Both world football and the traditionally-“American” sports of football, basketball and baseball have rich traditions.
And while there are certainly many things American sports could take from world football, here we will take a look at five things world football should take from American sports.
In most American sports, world football-style transfers, where a player is sold for cash, is rare.
In the NBA, Major League Baseball and the NHL, players are routinely traded between teams for another player, not cash.
Admittedly, the world football way of doing business is cleaner, with clubs negotiating an agreed upon price for a player, but it also has its drawbacks.
First, if a club sells off a player late in the transfer window that they anticipate replacing and that replacement signing doesn’t go through, a team may be left short. That is precisely what happened to Liverpool at the end of this most recent transfer window. Andy Carroll was loaned to West Ham and a replacement striker was not signed.
Secondly, the American trading system is far more fun.
Like transfers in world football, American baseball, hockey and basketball teams must consider a wide variety of factors when negotiating trades such as team needs, ages of the players, contract lengths, wages and a team’s position in the current standings.
However, unlike world football, American teams must not only consider their needs, but the needs of other clubs as well. Clubs in a position to compete for a championship will often trade off younger players for veterans who can help them win now, while clubs who are already out of the title hunt will often sell off their veterans for young players who may help them next season. American teams must also consider what assets they have supplementary to their needs that they are willing to trade and what players another club may have that they want.

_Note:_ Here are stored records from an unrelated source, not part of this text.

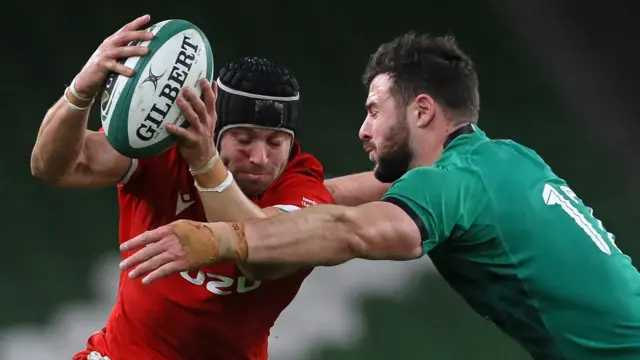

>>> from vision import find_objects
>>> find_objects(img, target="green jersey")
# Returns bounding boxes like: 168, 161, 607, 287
382, 125, 640, 359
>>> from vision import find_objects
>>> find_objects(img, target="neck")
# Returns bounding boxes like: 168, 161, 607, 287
410, 122, 472, 169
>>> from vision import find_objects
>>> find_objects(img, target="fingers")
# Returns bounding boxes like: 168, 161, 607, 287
167, 80, 218, 152
95, 59, 132, 77
119, 241, 165, 272
120, 226, 171, 252
211, 79, 218, 99
119, 14, 151, 33
166, 122, 198, 144
128, 250, 176, 280
176, 90, 203, 130
104, 45, 149, 61
142, 260, 190, 285
202, 78, 217, 117
100, 44, 150, 77
111, 30, 156, 47
98, 26, 155, 78
184, 86, 209, 125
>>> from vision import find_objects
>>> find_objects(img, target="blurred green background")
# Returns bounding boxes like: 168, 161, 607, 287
1, 0, 638, 359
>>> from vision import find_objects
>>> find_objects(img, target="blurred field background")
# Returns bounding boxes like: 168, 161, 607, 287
0, 1, 639, 359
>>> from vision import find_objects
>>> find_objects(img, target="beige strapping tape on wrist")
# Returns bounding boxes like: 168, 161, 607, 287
69, 78, 93, 102
190, 153, 220, 175
63, 88, 92, 111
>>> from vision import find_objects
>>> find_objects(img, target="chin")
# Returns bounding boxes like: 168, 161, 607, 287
237, 183, 267, 198
373, 158, 410, 183
235, 178, 271, 197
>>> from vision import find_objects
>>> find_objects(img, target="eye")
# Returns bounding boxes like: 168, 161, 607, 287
268, 138, 285, 148
235, 136, 251, 145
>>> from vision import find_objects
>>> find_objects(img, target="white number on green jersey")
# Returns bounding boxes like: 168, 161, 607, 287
542, 183, 619, 254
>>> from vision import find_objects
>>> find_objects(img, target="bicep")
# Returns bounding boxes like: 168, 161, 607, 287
58, 131, 134, 188
325, 172, 390, 206
265, 173, 335, 209
348, 201, 423, 260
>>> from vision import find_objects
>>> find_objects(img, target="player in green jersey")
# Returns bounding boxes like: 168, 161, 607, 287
119, 32, 640, 359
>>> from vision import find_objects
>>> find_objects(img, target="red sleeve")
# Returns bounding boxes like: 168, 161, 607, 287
259, 152, 334, 209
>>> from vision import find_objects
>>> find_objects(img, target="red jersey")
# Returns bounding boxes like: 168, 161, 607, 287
73, 141, 334, 360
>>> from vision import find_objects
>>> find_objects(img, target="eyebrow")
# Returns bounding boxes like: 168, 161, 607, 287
365, 101, 376, 111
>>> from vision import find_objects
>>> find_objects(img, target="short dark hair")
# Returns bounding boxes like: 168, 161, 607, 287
362, 32, 480, 123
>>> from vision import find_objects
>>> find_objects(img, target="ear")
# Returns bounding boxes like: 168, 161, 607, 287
414, 94, 436, 128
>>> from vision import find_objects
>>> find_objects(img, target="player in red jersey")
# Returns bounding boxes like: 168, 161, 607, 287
30, 15, 388, 360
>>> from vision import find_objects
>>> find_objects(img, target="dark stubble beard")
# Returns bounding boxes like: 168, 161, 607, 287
373, 115, 413, 183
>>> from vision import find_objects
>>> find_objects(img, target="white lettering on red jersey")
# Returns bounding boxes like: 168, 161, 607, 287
73, 141, 334, 360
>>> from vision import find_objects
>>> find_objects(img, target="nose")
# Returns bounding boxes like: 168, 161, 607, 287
359, 116, 372, 142
248, 144, 268, 166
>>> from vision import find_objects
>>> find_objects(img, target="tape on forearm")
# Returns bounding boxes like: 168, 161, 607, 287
169, 220, 248, 268
63, 87, 92, 111
194, 171, 233, 193
190, 153, 220, 175
192, 156, 229, 188
228, 222, 249, 262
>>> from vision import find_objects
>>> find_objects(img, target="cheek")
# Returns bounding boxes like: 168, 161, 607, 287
218, 137, 234, 157
267, 149, 290, 172
372, 117, 393, 143
219, 145, 245, 169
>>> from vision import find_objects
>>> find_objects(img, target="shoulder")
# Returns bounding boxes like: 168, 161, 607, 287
384, 164, 482, 202
397, 164, 478, 185
260, 143, 334, 207
283, 142, 326, 180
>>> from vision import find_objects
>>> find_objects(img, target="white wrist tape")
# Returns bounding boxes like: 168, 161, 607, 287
63, 88, 91, 111
190, 152, 220, 175
194, 170, 234, 193
69, 78, 93, 101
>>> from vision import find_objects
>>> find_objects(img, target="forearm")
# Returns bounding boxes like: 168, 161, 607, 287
239, 202, 422, 266
192, 154, 267, 222
242, 204, 357, 266
193, 157, 292, 279
31, 93, 92, 181
325, 171, 391, 206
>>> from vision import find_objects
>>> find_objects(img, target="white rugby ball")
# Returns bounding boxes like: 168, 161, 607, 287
100, 19, 214, 159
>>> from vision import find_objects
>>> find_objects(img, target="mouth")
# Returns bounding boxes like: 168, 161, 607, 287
364, 147, 376, 162
363, 143, 376, 161
368, 150, 376, 162
240, 172, 269, 181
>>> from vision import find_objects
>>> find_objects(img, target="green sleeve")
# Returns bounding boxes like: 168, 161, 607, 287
382, 166, 483, 255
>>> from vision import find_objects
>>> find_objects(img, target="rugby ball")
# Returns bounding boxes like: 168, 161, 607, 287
100, 19, 214, 159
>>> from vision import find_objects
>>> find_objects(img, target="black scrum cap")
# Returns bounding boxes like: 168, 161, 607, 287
215, 57, 301, 146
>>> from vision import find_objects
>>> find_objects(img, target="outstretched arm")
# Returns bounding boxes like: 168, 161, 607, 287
119, 200, 424, 284
242, 201, 423, 266
121, 166, 475, 285
324, 172, 391, 206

American clubs also routinely engage in deals you would rarely, if ever, see in world football—such as players being exchanged that don’t play the same position, three-, four- or even five-player deals that radically change both teams involved and even three-way or four-way trades between multiple teams.
Imagine the fun of Arsenal, Manchester City and Juventus working out a multi-player deal in January where Arsenal trades Theo Walcott to Manchester City who trades Mario Balotelli to Juventus who trades Lucio to Arsenal.
Will it happen? Of course not. But those type of crazy trades happen all the time in American sports.
Admittedly, this has been improved in many of the top leagues in world football in recent years, but it still remains a problem.
Reports emerge each year about crazy fan violence in world football, from stabbings, to chants directed at Liverpool supporters about the Hillsborough disaster to the sickening “Always look on the runway for ice” song directed at Manchester United fans in reference to the Munich air disaster.
Such occurrences are extremely rare in American sports.
In the United States, fan sections are not separated by fences and police officers do not stand between fan groups. Fans from ultra-rivals can attend away games with little or no fear of violence despite the fact that fans from opposing sides often sit amongst each other.
Even in the most intense rivalries in American sport, a typical father would have no reason to fear bringing his family to a game and sitting right next to a support of another team.
America certainly has had an ugly history with racism and continues to struggle with the issue today. There are even programs in place to promote minority coaches because of real or perceived racism in hiring practices.
However, stories about fans using racist chants, or players using racist slurs towards each other, are rare.
In world football, those types of stories come out all the time. Whether it is former England international and Chelsea captain John Terry, Uruguayan international and Liverpool star Luis Suarez or entire fan groups.
Even among players and clubs of the same nationality, sectarian divisions emerge such as the famous Rangers chant “We're up to our knees in Fenian blood".
The Premier League could also benefit from an NFL-style “Rooney Rule” to increase diversity when hiring managers.
All four of the major professional sports in America have some form of instant replay.
So—while introducing the practice into world football would have to be carefully thought out to reduce stoppages and interruptions to the normal flow of play—it is becoming increasingly clear the practice is needed.
Whether it was Thierry Henry’s handball that cost Ireland a chance at the World Cup, Frank Lampard’s famous non-goal in South Africa, the diving in the penalty area that happens in every match or the Nigel de Jong karate kick in the World Cup final, there are enough egregious incidents that the exclusion of technology from the game can no longer be justified.
What’s more is that most officials want the help. They want to get the decisions correct. Tom Ovrebo, the center official who infamously denied Chelsea four penalty appeals in their 2009 Champions League semi-final match against Barcelona, received death threats after the match.
Used in every MLS game, and in use in South America where it apparently originated, officials use a vanishing spray to delineate the 10-yard distance between the ball and the wall on free-kicks.
The line only lasts for a few moments, but in that time prevents the defensive wall from encroaching on the kick.
The typical inching up that occurs on free kicks is accepted by many fans, players and even officials, but it is a violation of the laws of the game and also reduces the chance fans have to see a spectacular free kick because the defense is able to create more difficult angles for the shooter.
While the spray line does look a bit silly at first, fans and players quickly get used to it and it helps enforce a simple, but important law of the game.